Für Klicks: YouTuber soll Flugzeug absichtlich zum Absturz gebracht haben

Am 24.12.2021 veröffentlichte der YouTuber TrevorJacob ein Video, in dem zu sehen ist, wie sein Flugzeug abstürzte. Er selbst konnte sich mit einem Fallschirm retten. Doch war alles nur ein großer Fake? Experten zweifeln an der Echtheit des „Unfalls“.

Update vom 22.04.2022: Die FAA hat den Fall untersucht und kam zu dem Entschluss, dass der YouTuber sein Flugzeug absichtlich hat abstürzen lassen. Das geht aus einem Bericht der New York Times hervor. Aufgrund „fahrlässiger und rücksichtsloser“ Handlung wurde ihm nun seine Fluglizenz entzogen. Ob er mit weiteren Strafen rechnen muss, ist unklar. Das hat nämlich nicht die FAA, sondern das US-Verkehrsministerium zu entscheiden.

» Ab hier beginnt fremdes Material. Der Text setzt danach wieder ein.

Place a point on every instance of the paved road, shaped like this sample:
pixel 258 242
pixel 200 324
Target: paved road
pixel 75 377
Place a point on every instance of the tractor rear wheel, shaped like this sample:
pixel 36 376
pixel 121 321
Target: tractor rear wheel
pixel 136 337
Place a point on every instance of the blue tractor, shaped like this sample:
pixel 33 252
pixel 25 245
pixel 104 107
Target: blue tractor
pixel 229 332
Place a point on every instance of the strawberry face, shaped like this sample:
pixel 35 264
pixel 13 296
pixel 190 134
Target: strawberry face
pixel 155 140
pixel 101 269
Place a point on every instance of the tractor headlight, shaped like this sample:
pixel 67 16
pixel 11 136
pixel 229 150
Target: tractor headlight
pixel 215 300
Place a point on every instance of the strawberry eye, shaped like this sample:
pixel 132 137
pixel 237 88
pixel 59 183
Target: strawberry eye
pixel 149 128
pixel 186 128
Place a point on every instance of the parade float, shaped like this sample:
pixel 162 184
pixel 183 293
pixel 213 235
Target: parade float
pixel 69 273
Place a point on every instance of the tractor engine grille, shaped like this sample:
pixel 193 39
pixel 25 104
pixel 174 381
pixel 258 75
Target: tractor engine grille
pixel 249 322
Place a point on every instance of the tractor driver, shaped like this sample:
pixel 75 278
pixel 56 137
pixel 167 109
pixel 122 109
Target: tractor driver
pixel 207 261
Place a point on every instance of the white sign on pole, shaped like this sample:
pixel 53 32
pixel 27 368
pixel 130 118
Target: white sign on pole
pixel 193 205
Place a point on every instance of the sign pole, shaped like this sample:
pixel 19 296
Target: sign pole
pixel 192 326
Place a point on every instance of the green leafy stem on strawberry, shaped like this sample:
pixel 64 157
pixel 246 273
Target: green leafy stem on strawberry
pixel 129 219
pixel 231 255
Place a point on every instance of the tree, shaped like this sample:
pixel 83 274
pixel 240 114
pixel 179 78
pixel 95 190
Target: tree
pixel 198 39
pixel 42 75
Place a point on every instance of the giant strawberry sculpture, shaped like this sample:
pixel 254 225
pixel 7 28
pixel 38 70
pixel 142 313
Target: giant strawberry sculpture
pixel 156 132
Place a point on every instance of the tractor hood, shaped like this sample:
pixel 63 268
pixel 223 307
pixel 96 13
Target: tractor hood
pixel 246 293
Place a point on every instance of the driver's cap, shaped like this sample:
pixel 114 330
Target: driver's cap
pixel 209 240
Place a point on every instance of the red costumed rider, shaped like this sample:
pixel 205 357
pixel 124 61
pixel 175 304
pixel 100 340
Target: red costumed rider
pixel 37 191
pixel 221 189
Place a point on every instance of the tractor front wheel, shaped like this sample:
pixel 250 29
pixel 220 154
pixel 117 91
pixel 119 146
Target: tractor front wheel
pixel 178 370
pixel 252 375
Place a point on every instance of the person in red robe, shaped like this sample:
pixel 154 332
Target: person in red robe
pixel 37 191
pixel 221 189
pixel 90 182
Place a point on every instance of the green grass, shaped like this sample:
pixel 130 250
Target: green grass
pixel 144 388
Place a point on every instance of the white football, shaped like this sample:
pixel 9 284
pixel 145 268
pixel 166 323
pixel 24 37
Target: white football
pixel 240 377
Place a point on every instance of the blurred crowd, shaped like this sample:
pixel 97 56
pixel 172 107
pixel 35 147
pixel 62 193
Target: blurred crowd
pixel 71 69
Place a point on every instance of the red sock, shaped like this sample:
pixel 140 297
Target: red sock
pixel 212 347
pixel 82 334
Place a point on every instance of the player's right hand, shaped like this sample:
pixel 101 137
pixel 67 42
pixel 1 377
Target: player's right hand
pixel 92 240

Bild: TrevorJacob (YouTube)

Worum geht’s? Eigenen Angaben zufolge war der YouTuber TrevorJacob mit seiner neu erworbenen Taylorcraft BL64 auf dem Weg zu einem Sportevent, als plötzlich der Motor ausfiel und er sich auch nicht mehr starten ließ. TreverJacob schaltete schnell, verließ das Flugzeug mit einem Fallschirm und landete sicher am Boden. Das Flugzeug wiederum wurde beim Aufprall komplett zerstört.

Glück im Unglück oder Kalkül? Könnte es sein, dass er sein Flugzeug absichtlich zum Absturz brachte, um seinen YouTube-Kanal zu bewerben? Mit dieser Frage beschäftigt sich nun zumindest die Federal Aviation Administration (FAA) – also die Bundesluftfahrtbehörde der Vereinigten Staaten. Zuvor gab es bereits einige Luftfahrt-Experten, denen beim Anschauen des Videos ein paar Ungereimtheiten aufgefallen sind. Das Video könnt ihr euch an dieser Stelle anschauen.



Der YouTuber betonte im Nachhinein, dass er zur Sicherheit immer einen Fallschirm mit an Bord habe. Andere Flieger halten diese Aussage nicht für besonders glaubwürdig. Das Flugzeug sei derart klein, dass es sehr unangenehm sei, beim Fliegen noch einen Fallschirm auf dem Rücken zu tragen. Außerdem sei in seinen älteren Videos kein Fallschirm zu sehen.

Suspekt sei auch die Tatsache, dass die Cockpit-Kamera kurz vor dem Ausfall des Motors ebenfalls ausgefallen sein soll und dadurch keine Bilder mehr lieferte. Zudem sei der YouTuber schon einen Tag zuvor mit einem anderen Flugzeug über der Absturzstelle gekreist. Das ließe sich über spezielle Tracking-Plattformen beweisen. Der Verdacht liegt nahe, dass er die Gegend im Vorfeld nach einer geeigneten Stelle auskundschaftete.

Die FAA wird der Sache nun auf den Grund gehen. Sollte sich der Verdacht bewahrheiten, dürfte es ernsthafte Konsequenzen für den YouTuber geben. Absichtlich einen Flugzeugabsturz herbeizuführen, nur um ein paar Klicks auf YouTube zu generieren, wäre selbstverständlich illegal. Zumindest aber hätte der Werbe-Effekt funktioniert. Bis heute wurde das Video schon mehr als eine Millionen Mal angeklickt.